Demand Paging: Virtual memory refers to the idea of this mapping. Paging, and in particular demand paging, refers to the maintanece of the mapping. Demand paging says that a page will be mapped through to a page frame only if and when that page is accessed. There are exceptions, as always. Often a code page will read-ahead successive pages on the hopes that a wholesale purchase of page frames and bulk read of disk will payoff on the prediction that the feched and mapped pages will be soon used.

Memory Hierarchy: Although demand paging will get you up and running faster, and might allow you to run a program which otherwise would seem to require too much memory (the programmer wrote code which is never executed, maybe it deals with impossible error conditions) the strongest motivation for demand paging is to conserve page frames. Memory is consider to be a hierarchy of ever slower, ever larger technologies: from fast on-chip cache, through main memory, to the slow backing store of disk. From this point of view, Virtual Memory is something different - it is a manner to allocate varying qualities of resource to achieve the best result. The actual bit of code that is running is moved from the disk, where it spends its quiet moments unmolested, into main memory, where it can be quickly accessed during execution. Even this is not enough since chunks of main memory get shoveled into on-chip cache, and the actual burning tip of the instruction pointer is always feching from this faster memory.

Page Eviction: This being the case, the question of un-mapping pages becomes important. The simplest practicality is that if pages are never unmapped, we will run out of physical memory. More subtlely, if we unmap the right pages at the right time we will have a better computer as the resource of fast main memory (versus slower disk) is more wisely allocated. In considering this unmapping, we distinguish two scenarios: clean pages and dirty pages.

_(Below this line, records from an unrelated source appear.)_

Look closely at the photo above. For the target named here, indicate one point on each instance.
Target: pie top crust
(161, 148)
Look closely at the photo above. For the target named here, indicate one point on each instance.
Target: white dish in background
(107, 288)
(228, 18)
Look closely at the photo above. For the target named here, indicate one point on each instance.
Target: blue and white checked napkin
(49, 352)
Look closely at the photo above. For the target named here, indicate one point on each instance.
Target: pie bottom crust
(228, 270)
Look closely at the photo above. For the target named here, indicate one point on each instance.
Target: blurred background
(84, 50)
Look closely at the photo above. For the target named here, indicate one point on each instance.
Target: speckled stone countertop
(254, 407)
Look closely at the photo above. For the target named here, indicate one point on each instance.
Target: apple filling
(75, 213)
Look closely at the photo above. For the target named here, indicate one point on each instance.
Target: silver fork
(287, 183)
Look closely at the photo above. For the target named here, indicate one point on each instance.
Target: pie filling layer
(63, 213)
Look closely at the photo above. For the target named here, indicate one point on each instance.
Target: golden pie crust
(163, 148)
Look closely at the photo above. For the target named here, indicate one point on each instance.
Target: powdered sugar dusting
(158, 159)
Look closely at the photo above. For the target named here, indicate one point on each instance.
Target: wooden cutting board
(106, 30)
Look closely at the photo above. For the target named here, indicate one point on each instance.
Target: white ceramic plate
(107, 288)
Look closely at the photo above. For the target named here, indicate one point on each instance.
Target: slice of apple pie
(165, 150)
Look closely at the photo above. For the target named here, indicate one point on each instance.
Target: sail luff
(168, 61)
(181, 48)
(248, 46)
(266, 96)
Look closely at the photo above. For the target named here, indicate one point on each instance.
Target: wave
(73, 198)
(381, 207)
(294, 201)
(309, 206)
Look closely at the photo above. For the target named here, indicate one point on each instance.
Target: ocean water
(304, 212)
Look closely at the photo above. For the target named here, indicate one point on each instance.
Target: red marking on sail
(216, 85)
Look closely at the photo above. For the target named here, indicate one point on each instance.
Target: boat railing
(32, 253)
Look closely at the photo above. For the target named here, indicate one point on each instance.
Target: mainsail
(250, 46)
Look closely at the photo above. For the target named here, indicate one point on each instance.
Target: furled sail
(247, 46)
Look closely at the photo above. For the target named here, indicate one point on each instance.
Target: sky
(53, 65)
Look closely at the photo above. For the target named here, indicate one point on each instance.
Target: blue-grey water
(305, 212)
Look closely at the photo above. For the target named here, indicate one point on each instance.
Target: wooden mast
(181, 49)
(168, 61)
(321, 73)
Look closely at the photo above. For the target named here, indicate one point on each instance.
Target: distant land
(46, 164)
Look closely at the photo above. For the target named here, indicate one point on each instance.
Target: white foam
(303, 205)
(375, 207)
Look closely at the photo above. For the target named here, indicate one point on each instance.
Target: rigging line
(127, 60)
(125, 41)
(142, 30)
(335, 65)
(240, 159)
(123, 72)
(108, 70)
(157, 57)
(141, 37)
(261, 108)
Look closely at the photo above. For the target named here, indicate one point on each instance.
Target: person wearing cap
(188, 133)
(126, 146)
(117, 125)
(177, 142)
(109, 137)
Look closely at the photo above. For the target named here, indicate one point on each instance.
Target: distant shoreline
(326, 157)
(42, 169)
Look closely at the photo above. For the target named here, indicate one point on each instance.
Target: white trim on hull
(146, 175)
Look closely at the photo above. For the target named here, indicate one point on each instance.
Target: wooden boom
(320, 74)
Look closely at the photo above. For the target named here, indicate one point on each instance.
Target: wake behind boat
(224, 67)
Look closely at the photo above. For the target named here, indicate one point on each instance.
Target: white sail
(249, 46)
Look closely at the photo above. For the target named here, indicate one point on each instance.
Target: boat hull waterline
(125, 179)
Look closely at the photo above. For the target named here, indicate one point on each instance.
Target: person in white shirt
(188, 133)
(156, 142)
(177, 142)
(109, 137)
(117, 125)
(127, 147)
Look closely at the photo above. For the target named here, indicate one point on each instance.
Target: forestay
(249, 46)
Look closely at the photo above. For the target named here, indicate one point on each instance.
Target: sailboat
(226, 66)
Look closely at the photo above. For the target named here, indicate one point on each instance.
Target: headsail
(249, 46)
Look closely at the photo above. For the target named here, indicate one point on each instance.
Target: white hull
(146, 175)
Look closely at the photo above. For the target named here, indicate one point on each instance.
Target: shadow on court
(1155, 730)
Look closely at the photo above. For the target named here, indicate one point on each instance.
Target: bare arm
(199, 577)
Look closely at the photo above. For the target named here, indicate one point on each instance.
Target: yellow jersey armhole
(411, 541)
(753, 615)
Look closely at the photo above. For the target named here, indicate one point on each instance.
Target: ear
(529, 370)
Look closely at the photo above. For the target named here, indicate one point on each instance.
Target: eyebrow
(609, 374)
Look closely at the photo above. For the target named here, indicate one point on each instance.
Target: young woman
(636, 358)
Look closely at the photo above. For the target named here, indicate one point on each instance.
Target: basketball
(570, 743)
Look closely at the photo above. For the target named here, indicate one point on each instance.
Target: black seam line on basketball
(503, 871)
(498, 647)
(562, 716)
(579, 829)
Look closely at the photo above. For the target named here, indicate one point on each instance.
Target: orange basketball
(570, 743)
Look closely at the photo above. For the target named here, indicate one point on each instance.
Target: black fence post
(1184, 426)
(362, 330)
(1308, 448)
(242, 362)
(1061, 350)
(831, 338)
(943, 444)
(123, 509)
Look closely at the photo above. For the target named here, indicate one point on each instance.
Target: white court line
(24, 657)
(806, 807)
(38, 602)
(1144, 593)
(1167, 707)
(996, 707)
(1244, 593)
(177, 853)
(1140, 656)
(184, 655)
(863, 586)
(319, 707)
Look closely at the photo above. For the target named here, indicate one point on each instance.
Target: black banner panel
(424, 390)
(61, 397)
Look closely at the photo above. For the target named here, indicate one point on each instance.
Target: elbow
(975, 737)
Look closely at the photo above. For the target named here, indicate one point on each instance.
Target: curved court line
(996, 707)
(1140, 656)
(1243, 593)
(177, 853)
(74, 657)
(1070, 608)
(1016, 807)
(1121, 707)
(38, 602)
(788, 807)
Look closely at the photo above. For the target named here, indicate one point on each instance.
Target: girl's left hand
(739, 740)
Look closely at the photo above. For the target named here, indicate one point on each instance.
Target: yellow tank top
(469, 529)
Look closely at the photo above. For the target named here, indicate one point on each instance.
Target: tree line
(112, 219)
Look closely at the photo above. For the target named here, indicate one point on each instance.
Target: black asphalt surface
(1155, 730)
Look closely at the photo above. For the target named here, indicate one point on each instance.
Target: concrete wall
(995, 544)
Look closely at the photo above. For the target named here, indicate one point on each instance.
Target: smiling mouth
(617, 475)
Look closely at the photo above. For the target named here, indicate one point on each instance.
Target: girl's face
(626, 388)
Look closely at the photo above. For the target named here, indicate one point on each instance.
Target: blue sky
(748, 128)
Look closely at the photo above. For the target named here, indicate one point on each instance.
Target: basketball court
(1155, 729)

Swap space (backing store): Clean pages have never been written to, at least not since they were copied from disk at the time of mapping. Dirty pages have been written to. Dirty pages are more difficult to evict. Their contents must be written back out to disk (a.k.a. backing store) before the frame can be reused. Code pages, the program, are not necessarily clean. Code is often written so that a bit of linking occurs at run time. In which case, the disk image of the code isn't complete, it cannot be run. Also, there is self-modifying code. So code will be paged in (the word for creating a mapping and copying the content into the frame) and paged out to a backing store which contains the modified code (e.g. with resolved symbol reference). It will probably never again need a page out.

Data pages might or might not require page out. Their initial page in will depend on whether the data is pre-initialized in a complicated manner or not. A pre-initialized page will be read from the program file, just as if it were code. The page might otherwise be zero filled or left uninitialized. For security reasons, unitialized is not favored, since the page might be reused from some security sensitive process.

LRU Algorithm: It is a fact, a mathematical theorem, so they say, that the optimal paging strategy is to evict the page which will be reused the furthest in the future. (But oops, this doesn't take into consideration the difference between clean and dirty pages.) We don't know which page will be reused the furthest in the future, not knowing the future. So we generally take a proxy for this by looking for the page whose last use is the furthest is the past. This is called the LRU algorithm, Least Recently Used. Yet even this we can't do. It is expensive and perhaps over-precise to measure exactly the time from last use. Approximations are made, e.g., an access bit is associated with each page frame, which is periodically cleared and set on every page frame use. At any moment in time, frames with set access bits have been used more recently than frames with cleared access bits. Hardware can do this bit manipulation as part of a memory fetch.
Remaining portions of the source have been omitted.